Der Bedarf an konventioneller Artilleriemunition und Raketen der russischen Streitkräfte im Krieg gegen die Ukraine ist riesengroß.
Zweifellos ist Russlands eigene Waffenproduktion deutlich größer als das, was Nordkorea liefern kann. Dennoch könnten nordkoreanische Waffenlieferungen einen Unterschied machen. Nach mehr als zwei Jahren Krieg sind die Vorräte knapp, nicht nur in der Ukraine.
Als Kim vor einem dreiviertel Jahr Russland besuchte, behaupteten US-Offizielle laut New York Times, dass Nordkorea mehr als 1.000 Container mit Waffen nach Russland verschifft habe. Im März erklärten die USA dann, inzwischen seien fast 7.000 Container mit Waffen verschifft worden.
Artilleriegranaten und andere konventionelle Munition sind im Reich der Kim-Dynastie offenbar reichlich vorhanden. Im Gegenzug ist Nordkorea mit seinem ehrgeizigen Atom-, Raketen- und Satellitenprogramm besonders scharf auf Russlands Technologie.

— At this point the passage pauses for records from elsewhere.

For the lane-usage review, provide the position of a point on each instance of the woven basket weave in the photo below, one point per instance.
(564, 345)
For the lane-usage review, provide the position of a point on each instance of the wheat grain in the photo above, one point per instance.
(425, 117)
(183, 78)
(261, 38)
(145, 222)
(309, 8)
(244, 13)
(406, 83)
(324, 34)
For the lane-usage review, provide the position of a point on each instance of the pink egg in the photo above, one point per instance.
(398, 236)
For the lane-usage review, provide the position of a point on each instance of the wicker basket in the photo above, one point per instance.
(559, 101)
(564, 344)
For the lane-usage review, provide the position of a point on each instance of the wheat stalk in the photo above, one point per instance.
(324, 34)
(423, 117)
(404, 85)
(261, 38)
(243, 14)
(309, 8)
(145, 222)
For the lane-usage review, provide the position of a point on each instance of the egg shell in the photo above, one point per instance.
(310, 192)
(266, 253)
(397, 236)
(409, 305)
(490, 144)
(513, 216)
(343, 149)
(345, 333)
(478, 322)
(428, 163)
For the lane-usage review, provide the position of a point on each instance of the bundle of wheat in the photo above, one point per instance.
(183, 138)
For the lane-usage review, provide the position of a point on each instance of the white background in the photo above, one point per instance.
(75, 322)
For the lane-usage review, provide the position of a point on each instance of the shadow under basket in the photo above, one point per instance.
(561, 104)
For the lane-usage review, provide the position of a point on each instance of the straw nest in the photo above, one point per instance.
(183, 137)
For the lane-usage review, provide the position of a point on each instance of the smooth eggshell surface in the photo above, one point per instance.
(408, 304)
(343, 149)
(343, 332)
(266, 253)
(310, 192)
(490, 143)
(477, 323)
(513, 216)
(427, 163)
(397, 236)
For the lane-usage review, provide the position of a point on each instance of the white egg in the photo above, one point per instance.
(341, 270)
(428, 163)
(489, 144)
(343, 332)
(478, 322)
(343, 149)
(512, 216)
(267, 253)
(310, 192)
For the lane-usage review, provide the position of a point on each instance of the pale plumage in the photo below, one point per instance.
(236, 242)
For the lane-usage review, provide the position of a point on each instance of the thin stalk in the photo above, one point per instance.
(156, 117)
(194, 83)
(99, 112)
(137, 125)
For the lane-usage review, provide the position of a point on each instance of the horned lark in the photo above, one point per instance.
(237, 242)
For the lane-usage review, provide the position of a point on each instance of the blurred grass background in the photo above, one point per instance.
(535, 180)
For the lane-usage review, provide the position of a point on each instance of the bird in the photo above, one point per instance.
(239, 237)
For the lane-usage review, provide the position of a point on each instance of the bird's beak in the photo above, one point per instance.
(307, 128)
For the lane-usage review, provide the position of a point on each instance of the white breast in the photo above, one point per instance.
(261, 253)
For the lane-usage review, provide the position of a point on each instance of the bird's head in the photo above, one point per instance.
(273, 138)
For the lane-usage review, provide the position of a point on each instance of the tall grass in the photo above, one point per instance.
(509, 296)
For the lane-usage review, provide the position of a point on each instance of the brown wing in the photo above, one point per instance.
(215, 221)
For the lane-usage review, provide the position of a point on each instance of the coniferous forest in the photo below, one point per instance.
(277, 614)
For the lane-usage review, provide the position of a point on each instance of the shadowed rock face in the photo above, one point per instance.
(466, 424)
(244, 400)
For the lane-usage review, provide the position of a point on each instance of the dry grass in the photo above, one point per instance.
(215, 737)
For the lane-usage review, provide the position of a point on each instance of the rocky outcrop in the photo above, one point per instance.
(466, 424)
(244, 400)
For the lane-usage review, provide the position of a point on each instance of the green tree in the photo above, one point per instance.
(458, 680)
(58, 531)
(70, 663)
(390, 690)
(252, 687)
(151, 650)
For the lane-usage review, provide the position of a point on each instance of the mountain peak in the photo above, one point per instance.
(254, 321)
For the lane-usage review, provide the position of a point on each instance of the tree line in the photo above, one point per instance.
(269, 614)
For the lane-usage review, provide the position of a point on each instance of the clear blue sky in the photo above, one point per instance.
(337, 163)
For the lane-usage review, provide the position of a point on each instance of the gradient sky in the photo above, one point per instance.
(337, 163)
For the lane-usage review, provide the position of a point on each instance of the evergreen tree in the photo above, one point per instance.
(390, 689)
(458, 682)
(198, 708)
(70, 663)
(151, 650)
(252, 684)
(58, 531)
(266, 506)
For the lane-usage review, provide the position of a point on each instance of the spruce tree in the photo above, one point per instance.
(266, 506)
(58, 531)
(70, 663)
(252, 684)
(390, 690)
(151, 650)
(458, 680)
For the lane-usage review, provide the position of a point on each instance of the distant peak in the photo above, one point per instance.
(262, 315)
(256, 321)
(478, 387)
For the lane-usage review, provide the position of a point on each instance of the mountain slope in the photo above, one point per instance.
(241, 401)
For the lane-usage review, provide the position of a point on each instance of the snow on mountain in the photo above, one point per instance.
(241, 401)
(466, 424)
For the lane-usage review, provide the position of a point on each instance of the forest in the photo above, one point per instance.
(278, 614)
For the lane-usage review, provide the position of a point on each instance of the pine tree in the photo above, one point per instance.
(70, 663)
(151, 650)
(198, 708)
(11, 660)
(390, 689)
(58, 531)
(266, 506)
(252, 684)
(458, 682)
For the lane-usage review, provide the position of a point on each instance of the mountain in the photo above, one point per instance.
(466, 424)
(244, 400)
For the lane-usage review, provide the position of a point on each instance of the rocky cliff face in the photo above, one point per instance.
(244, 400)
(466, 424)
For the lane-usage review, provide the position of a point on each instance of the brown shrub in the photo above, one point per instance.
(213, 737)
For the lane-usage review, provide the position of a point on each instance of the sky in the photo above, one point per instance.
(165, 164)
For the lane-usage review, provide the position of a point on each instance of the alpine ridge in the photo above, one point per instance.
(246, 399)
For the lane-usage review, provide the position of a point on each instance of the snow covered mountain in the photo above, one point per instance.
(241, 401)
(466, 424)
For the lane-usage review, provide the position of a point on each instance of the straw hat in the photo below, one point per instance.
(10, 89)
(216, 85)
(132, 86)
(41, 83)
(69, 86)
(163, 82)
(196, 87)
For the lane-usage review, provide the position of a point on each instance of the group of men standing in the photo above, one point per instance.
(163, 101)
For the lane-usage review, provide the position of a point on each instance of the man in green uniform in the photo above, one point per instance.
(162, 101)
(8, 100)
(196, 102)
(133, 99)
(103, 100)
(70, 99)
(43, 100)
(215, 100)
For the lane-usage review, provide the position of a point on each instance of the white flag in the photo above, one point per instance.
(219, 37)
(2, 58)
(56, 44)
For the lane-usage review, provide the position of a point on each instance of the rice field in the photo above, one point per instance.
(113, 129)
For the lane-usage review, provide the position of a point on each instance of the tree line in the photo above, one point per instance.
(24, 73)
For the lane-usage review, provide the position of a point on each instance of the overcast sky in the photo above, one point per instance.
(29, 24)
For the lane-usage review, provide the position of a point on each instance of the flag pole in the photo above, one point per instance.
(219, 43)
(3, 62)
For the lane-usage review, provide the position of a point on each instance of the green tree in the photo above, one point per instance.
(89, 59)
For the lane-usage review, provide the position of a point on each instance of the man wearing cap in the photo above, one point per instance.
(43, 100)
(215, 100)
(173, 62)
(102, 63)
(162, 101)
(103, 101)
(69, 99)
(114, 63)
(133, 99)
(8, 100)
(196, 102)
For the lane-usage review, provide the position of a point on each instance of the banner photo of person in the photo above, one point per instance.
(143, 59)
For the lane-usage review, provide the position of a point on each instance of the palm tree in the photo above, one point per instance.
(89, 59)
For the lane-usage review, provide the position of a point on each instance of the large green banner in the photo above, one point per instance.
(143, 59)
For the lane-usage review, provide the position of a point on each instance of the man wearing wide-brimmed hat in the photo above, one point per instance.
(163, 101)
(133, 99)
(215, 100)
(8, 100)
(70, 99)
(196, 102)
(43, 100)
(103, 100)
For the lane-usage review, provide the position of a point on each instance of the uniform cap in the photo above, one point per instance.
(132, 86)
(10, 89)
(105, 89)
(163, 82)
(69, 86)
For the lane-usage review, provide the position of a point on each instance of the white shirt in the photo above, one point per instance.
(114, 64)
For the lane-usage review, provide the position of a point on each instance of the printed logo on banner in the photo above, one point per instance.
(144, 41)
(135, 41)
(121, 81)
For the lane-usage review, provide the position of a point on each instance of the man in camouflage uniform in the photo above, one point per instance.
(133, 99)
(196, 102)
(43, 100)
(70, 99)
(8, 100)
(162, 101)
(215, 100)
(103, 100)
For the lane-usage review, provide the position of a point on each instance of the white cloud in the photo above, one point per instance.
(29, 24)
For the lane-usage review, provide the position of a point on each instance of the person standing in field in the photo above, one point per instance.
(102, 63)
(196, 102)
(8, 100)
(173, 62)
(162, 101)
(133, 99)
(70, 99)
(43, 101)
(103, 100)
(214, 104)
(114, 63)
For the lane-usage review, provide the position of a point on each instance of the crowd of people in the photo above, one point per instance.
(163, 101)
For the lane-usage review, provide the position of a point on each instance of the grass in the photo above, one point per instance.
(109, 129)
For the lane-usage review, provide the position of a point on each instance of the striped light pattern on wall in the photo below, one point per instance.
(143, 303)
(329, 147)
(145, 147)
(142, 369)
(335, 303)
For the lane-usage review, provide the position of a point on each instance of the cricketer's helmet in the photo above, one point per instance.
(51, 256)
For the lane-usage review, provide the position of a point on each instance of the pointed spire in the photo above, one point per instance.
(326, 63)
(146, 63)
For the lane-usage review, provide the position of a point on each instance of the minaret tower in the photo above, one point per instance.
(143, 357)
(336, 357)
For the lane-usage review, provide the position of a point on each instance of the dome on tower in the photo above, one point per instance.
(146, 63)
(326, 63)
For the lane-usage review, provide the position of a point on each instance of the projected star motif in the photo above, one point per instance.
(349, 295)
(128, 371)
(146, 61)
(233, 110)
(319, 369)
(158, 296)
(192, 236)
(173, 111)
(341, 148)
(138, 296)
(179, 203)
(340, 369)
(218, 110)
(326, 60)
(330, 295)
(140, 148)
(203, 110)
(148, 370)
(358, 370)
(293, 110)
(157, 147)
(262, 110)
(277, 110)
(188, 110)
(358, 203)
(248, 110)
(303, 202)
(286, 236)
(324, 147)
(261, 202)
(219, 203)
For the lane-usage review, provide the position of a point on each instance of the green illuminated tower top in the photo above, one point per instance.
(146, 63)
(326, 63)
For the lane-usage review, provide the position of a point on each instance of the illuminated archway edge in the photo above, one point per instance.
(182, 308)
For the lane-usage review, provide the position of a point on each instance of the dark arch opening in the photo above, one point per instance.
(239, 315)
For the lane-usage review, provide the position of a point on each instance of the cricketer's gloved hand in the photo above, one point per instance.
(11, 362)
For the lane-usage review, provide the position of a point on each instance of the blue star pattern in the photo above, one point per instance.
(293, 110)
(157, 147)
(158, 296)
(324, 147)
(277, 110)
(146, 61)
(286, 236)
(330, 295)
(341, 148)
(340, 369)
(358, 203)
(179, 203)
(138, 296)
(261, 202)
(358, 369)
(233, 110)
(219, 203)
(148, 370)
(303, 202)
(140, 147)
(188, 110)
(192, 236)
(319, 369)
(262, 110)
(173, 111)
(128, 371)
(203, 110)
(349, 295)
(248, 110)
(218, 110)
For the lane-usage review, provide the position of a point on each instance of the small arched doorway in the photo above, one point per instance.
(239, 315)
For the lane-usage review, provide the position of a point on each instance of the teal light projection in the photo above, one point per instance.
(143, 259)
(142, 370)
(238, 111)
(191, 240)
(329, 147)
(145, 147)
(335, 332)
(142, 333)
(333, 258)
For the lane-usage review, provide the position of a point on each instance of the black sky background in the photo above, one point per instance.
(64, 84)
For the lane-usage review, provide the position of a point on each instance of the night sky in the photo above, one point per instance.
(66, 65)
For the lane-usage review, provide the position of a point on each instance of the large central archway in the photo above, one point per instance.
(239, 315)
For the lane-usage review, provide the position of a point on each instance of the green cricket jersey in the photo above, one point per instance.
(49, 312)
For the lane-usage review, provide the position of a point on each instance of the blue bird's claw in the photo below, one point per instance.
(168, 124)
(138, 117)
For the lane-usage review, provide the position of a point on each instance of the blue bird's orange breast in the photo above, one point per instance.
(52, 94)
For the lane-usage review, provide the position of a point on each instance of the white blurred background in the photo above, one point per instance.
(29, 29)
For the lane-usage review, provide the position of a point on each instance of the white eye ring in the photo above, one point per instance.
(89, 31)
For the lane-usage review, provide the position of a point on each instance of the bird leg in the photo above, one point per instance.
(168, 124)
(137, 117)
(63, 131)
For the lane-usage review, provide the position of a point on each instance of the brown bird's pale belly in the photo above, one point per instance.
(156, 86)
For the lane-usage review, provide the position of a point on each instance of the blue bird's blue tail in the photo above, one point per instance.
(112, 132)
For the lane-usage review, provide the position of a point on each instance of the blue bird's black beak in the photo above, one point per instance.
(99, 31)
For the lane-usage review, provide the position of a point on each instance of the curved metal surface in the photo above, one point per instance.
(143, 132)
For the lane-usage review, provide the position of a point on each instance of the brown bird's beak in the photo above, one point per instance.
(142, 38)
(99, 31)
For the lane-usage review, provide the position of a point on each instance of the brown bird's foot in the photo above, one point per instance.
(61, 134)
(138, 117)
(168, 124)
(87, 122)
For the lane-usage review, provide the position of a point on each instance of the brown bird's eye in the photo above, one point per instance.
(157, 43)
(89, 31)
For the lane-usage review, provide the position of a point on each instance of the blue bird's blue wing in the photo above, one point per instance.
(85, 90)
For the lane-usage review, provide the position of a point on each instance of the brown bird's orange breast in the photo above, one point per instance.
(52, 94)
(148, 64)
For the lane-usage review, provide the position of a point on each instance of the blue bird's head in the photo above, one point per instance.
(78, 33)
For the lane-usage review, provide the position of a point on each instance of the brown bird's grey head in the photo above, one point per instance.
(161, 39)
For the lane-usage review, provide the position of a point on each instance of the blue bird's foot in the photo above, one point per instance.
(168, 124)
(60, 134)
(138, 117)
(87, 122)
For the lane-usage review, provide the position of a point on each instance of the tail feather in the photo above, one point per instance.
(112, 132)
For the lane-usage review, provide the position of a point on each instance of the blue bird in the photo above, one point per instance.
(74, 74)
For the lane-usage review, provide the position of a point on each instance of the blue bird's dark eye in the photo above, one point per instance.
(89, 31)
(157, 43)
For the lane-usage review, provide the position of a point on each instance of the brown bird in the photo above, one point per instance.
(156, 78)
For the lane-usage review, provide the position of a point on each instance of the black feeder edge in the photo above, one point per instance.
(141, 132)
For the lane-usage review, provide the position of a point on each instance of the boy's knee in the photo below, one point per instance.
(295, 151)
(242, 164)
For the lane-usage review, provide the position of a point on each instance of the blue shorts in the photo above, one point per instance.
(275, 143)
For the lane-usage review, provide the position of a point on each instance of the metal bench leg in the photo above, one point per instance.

Im Jahr 2023 sprach Putin von den "Möglichkeiten" einer militärischen Zusammenarbeit. Jetzt streben die beiden Länder eine strategische Kooperation an. Nordkorea war eines von nur fünf Ländern, die gegen die Resolution der UN-Generalversammlung stimmten, die den Angriff Russlands auf die Ukraine im Jahr 2022 missbilligte.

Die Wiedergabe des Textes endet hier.